According to a press release sent out by STEM NOLA, “the multimillion dollar grant will help to strengthen STEM NOLA’s innovative STEM ecosystem created to build confidence, skills and performance in STEM-related subjects and fields such as the power of wind, friction, rockets and robotics.”
The organization says this grant will help it to continue “engaging, inspiring and empowering young people and students of color through STEM-activities” and will also bring awareness to those students of STEM career opportunities with the Dept. of Defense.
This year, through its STEM awards program, the Dept. of Defense has granted 12 awards, and the recipients include K-12 and higher education organizations, nonprofits such as STEM NOLA, and some others within industry. The awards total $31 million over a three-year period.
“The Department of Defense is proud to support the STEM workforce our Nation needs to maintain our technological superiority far into the future,” said Acting Under Secretary of Defense for Research and Engineering Michael Kratsios, in a press release.
The Dept. of Defense said that the activities stemming from the grants will support its STEM strategic plan and align with the 2018 Federal STEM strategic plan. Some of those efforts will also include collaborative work with the department’s laboratories and military installations across the U.S.

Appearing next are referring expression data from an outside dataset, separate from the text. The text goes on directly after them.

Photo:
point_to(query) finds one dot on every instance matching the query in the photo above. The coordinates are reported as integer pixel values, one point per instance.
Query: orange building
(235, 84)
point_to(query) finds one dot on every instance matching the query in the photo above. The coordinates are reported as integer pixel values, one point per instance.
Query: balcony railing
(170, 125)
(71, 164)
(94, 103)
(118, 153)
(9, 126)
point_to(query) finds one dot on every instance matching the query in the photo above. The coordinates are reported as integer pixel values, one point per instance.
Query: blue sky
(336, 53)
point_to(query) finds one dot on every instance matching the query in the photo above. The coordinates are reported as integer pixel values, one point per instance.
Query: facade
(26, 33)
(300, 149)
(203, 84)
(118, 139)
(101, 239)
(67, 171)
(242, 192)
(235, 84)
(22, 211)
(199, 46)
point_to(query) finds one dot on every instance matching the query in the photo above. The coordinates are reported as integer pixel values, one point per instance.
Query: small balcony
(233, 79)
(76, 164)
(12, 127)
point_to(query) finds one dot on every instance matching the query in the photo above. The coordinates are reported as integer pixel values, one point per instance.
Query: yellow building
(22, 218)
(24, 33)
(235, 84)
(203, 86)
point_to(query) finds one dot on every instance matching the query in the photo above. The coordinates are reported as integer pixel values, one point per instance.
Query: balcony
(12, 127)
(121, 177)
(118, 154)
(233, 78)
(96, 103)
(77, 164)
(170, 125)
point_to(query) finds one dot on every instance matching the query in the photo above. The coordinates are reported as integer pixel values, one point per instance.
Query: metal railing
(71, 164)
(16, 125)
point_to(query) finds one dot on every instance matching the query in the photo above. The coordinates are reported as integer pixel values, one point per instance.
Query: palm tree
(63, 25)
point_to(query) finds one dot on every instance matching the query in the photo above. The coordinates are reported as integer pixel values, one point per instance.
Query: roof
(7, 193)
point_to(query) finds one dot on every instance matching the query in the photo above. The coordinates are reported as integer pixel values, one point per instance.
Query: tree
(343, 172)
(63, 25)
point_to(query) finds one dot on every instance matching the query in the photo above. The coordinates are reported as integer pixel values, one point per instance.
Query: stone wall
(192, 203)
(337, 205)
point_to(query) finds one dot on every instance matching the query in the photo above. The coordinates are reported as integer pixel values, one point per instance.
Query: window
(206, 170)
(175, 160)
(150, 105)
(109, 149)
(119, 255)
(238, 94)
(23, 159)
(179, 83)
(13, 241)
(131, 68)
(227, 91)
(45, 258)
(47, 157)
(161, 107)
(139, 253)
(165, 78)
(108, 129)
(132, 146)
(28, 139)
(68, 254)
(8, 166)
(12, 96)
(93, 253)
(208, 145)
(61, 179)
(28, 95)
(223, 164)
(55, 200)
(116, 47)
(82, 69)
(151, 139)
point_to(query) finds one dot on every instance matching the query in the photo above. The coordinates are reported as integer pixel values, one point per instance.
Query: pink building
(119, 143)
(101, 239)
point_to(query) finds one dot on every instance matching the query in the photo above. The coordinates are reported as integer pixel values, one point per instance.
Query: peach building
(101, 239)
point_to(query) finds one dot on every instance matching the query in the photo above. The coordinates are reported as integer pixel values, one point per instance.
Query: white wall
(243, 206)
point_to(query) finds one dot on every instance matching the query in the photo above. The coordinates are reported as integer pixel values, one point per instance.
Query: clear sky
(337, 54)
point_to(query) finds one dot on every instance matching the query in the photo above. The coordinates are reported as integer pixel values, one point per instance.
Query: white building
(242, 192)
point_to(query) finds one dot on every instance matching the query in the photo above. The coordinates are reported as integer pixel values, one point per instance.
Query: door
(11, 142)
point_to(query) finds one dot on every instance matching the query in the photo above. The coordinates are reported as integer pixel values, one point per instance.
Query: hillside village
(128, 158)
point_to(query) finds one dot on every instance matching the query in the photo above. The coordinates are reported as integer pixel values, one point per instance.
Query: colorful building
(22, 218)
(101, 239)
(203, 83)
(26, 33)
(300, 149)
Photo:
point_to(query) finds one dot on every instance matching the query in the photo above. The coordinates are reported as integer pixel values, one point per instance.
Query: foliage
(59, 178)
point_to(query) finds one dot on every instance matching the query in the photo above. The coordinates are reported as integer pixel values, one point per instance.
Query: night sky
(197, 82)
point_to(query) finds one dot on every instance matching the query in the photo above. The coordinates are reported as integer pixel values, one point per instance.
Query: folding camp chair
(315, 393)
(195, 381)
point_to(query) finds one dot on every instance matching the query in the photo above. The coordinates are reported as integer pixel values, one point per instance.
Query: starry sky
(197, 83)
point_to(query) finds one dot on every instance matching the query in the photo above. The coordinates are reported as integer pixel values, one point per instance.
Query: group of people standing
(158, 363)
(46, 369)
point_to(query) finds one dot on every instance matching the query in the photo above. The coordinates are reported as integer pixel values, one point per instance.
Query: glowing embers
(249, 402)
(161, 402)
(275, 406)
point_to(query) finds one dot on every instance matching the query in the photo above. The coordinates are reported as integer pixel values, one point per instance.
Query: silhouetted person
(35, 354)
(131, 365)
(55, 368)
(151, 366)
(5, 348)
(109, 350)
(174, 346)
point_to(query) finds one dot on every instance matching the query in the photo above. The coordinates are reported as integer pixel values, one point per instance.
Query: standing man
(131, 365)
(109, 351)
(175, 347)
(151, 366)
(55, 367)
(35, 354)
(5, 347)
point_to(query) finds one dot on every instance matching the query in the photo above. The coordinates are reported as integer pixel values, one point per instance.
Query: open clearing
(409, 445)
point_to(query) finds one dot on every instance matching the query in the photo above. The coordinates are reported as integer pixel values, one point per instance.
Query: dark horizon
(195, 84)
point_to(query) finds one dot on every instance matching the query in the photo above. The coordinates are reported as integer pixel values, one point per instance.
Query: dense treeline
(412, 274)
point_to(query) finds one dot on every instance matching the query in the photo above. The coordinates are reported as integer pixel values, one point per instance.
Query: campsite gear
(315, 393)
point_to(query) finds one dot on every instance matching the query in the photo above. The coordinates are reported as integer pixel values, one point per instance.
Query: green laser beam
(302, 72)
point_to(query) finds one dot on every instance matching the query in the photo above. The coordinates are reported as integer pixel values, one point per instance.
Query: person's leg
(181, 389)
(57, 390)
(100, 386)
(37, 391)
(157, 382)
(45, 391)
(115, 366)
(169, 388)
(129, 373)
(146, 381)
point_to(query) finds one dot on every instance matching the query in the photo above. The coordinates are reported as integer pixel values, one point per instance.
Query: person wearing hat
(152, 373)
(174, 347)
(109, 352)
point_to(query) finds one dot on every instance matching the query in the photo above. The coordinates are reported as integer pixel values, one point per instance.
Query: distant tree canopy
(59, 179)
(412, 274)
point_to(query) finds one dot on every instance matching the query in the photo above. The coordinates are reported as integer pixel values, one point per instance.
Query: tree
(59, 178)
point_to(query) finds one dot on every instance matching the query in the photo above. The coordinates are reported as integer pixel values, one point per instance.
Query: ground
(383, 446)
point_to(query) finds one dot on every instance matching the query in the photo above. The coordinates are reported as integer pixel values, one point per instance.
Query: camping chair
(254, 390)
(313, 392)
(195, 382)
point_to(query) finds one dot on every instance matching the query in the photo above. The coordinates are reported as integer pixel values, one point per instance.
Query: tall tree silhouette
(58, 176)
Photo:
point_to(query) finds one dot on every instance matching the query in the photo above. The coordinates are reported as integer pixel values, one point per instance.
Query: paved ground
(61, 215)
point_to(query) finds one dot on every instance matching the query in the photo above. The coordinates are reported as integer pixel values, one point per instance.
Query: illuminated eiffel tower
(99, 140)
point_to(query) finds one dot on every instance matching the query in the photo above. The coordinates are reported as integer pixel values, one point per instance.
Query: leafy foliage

The other recipients of this year’s grant include Alabama A&M University (Huntsville, Ala.); Cook Inlet Tribal Council Inc. (Anchorage, Alaska); Goshen Education Consulting Inc. (Edwardsville, Ill.); Hillsborough County Public School District (Tampa, Fla.); RTI International (Research Triangle Park, North Carolina); Trident Technical College (Charleston, S.C.); University of Illinois, Chicago; University of Illinois, Urbana-Champaign (Champaign, Ill.); University of Southern California (Los Angeles, Calif.); University of Toledo (Ohio); and Virginia Polytechnic (VT) Institute and State University (Blacksburg, Va.).
“We are particularly pleased with the range of initiatives pursued by this year’s awardees, with programs for early childhood education, post-secondary study, and outreach to student veterans. This investment will be critical to expanding STEM opportunities to students, educators, and veterans in underserved, underrepresented, and military-connected communities,” Kratsios said.